Introduction

Over 45.4 million infants and children under 5 years of age experience wasting each year. The risk of wasting and nutritional oedema in infants and children, particularly in high-risk contexts where health and socioeconomic indicators are at their poorest, is heightened by ongoing crises including climate change, the COVID-19 pandemic, and conflict. There have therefore been major challenges along the road to achieving global targets for wasting and nutritional oedema including Sustainable Development Goal 2 to reach “Zero Hunger” by 2030.

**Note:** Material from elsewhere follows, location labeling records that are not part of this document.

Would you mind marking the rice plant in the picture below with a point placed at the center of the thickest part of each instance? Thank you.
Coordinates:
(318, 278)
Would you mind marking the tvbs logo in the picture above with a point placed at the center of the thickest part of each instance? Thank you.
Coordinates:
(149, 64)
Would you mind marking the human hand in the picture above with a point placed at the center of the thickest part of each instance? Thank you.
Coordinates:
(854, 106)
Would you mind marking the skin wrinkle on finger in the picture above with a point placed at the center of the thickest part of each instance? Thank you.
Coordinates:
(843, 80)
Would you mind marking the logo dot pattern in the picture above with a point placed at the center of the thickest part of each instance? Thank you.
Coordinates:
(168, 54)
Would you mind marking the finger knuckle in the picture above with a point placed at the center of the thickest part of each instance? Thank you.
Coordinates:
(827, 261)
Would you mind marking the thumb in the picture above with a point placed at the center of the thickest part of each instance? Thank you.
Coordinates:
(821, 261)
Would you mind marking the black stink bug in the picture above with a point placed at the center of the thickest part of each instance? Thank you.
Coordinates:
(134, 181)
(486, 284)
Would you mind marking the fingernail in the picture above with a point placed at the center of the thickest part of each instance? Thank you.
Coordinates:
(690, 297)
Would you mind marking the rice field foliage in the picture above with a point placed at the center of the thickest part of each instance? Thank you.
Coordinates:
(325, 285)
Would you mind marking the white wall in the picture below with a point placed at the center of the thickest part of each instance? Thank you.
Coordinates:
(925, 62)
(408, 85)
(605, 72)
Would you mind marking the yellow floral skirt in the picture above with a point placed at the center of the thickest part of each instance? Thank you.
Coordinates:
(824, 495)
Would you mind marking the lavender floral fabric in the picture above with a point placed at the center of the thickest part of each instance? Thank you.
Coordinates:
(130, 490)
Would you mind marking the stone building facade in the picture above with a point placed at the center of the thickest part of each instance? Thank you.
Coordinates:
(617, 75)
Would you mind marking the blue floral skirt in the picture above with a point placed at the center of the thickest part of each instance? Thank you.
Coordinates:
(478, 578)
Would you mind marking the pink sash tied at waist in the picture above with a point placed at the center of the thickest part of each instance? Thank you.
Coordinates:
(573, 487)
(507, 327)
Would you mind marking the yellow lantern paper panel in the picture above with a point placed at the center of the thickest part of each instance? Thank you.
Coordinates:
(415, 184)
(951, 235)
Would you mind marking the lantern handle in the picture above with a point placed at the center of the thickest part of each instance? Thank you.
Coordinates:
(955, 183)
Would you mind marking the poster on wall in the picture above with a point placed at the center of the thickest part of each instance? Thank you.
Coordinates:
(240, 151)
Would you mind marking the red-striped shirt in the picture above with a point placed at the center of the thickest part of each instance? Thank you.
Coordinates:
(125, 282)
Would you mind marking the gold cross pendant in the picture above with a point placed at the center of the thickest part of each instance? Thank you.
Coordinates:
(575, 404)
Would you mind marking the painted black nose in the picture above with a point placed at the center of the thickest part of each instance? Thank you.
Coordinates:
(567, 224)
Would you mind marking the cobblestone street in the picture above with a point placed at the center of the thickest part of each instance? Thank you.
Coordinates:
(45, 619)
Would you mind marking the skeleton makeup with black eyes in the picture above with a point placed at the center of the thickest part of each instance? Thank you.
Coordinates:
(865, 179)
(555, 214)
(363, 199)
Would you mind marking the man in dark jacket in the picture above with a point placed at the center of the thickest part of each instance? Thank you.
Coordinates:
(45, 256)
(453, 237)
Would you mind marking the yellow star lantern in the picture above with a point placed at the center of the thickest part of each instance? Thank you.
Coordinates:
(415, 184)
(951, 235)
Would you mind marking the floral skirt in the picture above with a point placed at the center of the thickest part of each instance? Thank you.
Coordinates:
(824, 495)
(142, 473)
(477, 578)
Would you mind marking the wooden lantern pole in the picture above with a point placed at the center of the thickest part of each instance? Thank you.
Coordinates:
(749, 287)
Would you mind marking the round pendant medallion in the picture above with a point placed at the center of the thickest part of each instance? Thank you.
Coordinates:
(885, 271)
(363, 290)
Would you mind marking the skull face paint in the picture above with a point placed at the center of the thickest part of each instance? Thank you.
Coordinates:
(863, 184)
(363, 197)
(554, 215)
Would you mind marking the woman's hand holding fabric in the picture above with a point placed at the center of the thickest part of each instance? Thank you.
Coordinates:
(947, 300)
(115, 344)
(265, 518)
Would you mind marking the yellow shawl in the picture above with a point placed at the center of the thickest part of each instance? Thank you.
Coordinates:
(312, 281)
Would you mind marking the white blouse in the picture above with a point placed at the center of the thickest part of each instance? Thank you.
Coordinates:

In 2019, the United Nations (UN) Secretary-General released the Global Action Plan for Child Wasting in order to establish a common focus for governments, UN agencies and civil society organizations and guide individual and collective action to accelerate progress towards targets for wasting. One of the key commitments of World Health Organization (WHO) to this action plan was to update the normative guidance on the prevention and management of wasting and/or nutritional oedema, also known as acute malnutrition.
Scope
This new 2023 WHO guideline includes recommendations and good practice statements informed by the best available evidence for the prevention and management of wasting and nutritional oedema. It includes four areas of focus, including infants less than 6 months of age at risk of poor growth and development, moderate wasting in infants and children 6-59 months of age, severe wasting and nutritional oedema in infants and children 6-59 months of age, and prevention of wasting and nutritional oedema from a child health perspective.